The Law also recognises other rights to the data subject, such as:

• right of consultation, individuals have the right to public and free consultation before the national registry for the protection of personal data, in accordance with the present law (Article 22 of the Law); and
• the right to digital education, people have the right to access and availability of knowledge, learning, preparation, study, training, training, teaching, and instruction related to the proper, healthy, constructive, safe, and responsible use and management of information and communication technologies, in strict compliance with human dignity and integrity; fundamental rights and individual freedoms with special emphasis on privacy, private life, informational self-determination, online identity and reputation, digital citizenship and the right to protection of personal data, as well as to promote a culture sensitised to the right to protection of personal data (Article 23 of the Law)

9. Penalties

The sanctioning regime is divided into minor and major infringements.

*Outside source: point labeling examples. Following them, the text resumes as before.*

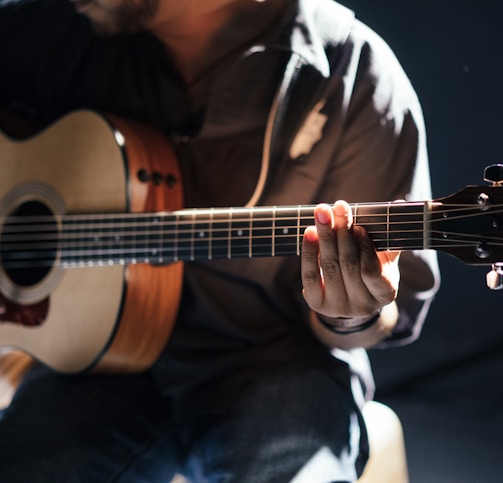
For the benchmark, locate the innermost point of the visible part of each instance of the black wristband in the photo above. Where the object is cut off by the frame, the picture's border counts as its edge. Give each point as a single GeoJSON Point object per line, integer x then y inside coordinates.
{"type": "Point", "coordinates": [351, 330]}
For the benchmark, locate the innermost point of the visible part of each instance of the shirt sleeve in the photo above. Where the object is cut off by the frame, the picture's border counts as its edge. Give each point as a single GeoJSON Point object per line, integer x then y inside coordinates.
{"type": "Point", "coordinates": [381, 155]}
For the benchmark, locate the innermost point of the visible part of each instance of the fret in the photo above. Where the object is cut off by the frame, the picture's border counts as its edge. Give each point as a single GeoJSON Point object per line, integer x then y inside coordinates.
{"type": "Point", "coordinates": [220, 229]}
{"type": "Point", "coordinates": [200, 235]}
{"type": "Point", "coordinates": [286, 232]}
{"type": "Point", "coordinates": [240, 234]}
{"type": "Point", "coordinates": [299, 233]}
{"type": "Point", "coordinates": [261, 233]}
{"type": "Point", "coordinates": [393, 226]}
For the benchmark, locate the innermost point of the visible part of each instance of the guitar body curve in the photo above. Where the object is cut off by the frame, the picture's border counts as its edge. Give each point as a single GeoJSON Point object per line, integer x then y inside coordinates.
{"type": "Point", "coordinates": [114, 318]}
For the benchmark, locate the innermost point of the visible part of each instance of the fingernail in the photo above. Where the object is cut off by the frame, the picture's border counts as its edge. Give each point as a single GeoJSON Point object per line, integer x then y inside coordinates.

Penalties for minor infractions:

• fine of 1 to 10 Ecuadorians minimum legal wage (approx. $400 and $4000) for civil servants or public officials; or
• fine of between 0.1% and 0.7% calculated on its turnover corresponding to the fiscal year immediately prior to the imposition of the fine, for members of private or public company entities.

Penalties for major infringements:

• economic fine of 10 to 20 Ecuadorians minimum legal wage (approx. $4000 to $8000) for public servants or civil servants; or
• fine of between 0.7% and 1% calculated on their turnover corresponding to the fiscal year immediately prior to the imposition of the fine, for members of private law entities or public companies.

9.1 Enforcement decisions

The provisions related to the corrective measures and the sanctioning regime will enter into force two years after their publication on 26 May 2023. Therefore, up to now there have been no administrative sanctioning processes that can be commented on.